Today's post will be speculative, but two data points over the last few days lead me to suggest that Prime Minister Maliki's government is about to fall.

The second item, appearing today in USA Today, quotes numerous Iraqi politicians to the effect that Maliki has failed to pass any critical legislation or carry out national reconciliation and that he therefore has to go. It also quotes Gordon Johndroe, a spokesman at the National Security Council, that the Bush Administration has confidence" in Maliki--just as it does, of course, in Alberto Gonzales and Paul Wolfowitz.

But the first item was in a way more interesting, coming as it did in Dana Perino's press briefing yesterday, when she made a remarkable statement about conditions in Iraq:
"We all want the Iraqis to move faster, to do more and to do it faster, in terms of their political reconciliations. But they're just not ready to do it yet."

I find it hard to believe that Perino made that statement off the cuff. It is a most unusual admission that things are not developing as we had hoped. To be sure, the surge--like the decision to bomb North Vietnam and deploy Marines in February-March 1965--has always been based on the need to change the behavior of our client government. (When the Johnson Administration adopted the war plan in early December 1964, bombing and deployments were supposed to await improvements in the South Vietnamese government, but by January Administration officials were concluding that only bombing would give the South Vietnamese the necessary encouragement to make these improvements. The same rationale was used for the surge.) Robert Gates, meanwhile, made various threatening statements towards the Iraqi government in Baghdad, and may be returning with a recommendation for a change of leadership. Time will tell.

In all the talk about the maneuvering in Washington over Iraq appropriations, I have yet to see the most obvious Democratic alternative proposed. After a veto, fund the war for another year from today, but announce that Congress simply won't fund the war at anything like the current level after that. News stories still constantly ignore that Congress, as well as the President, must act affirmatively to continue the war. The default option in the absence of agreement between the two branches is no war, not war. I believe that in the end Congress will be driven to this.

2 comments:

Anonymous said...

The problem with the option you suggest, that of congress simply announcing that they will not continue to fund the war after some set date, is; 1: that they will look like impotent fools if they make a threat like that and fail to go through with it; and 2: at present they don't have a majority with the guts to go through with it and they know it. The general understanding seems to be that by essentially holding the troops hostage to his receipt of unrestricted funding Bush will be able to get enough congresscritters to cave. Several democratic senators have already admitted as much.

Nur-al-Cubicle said...

Congress is awfully silent on the new war the US has ignited in Somalia...in the midst of the debacle in Iraq!!! They have _room_ for another war???
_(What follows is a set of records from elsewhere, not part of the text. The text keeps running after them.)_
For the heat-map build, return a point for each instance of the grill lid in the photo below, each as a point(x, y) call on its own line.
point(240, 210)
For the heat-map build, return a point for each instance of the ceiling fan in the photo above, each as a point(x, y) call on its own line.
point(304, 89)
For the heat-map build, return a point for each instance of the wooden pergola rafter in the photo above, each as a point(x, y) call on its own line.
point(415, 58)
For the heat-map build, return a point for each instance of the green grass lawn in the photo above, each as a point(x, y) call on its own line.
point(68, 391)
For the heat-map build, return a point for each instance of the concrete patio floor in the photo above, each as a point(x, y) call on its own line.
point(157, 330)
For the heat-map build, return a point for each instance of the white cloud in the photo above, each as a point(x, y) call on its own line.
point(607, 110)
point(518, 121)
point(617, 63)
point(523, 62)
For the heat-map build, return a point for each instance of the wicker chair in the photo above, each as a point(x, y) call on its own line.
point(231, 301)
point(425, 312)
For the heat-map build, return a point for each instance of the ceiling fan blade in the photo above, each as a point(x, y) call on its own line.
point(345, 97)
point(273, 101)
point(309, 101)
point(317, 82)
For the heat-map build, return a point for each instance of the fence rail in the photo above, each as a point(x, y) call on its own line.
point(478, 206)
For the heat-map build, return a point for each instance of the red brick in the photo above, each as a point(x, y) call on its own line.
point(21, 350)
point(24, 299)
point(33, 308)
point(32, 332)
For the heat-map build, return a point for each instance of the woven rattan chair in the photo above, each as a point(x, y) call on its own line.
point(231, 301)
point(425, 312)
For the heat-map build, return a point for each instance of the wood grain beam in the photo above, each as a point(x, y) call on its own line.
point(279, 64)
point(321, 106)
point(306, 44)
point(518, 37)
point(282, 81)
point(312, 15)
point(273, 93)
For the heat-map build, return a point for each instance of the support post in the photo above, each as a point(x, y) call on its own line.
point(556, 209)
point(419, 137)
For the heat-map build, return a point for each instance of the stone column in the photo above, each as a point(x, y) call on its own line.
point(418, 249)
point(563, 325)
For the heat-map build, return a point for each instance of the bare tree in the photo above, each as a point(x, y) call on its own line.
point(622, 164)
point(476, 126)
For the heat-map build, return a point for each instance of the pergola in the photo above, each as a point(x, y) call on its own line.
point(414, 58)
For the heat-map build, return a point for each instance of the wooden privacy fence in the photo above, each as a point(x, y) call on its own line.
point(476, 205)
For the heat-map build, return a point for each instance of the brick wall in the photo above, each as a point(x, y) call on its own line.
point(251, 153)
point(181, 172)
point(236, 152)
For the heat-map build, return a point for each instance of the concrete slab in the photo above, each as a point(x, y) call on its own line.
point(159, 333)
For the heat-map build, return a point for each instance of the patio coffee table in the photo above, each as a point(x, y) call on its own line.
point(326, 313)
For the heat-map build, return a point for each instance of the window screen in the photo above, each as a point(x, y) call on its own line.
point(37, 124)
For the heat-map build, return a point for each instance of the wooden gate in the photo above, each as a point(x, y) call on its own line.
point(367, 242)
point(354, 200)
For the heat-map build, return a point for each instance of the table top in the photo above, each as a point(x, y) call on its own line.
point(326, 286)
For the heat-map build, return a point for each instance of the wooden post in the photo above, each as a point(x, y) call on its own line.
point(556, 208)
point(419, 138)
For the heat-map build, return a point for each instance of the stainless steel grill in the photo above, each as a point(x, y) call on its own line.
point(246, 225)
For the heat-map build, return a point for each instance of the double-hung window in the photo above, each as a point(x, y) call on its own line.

But back in Iraq, a place where the Shi'a and the Kurds control all the cards, what good would it do to jettison al-Maliki (who was, as we note, more "conciliatory" toward the Americans than al-Jafaari)? There is no possibility of a "reconciliation" government.

I also note that the Democrats are divided and, as you suggested before, Prof. Kaiser, their victory can be compared to the Dem landslide in the crisis of the Depression, but without an FDR.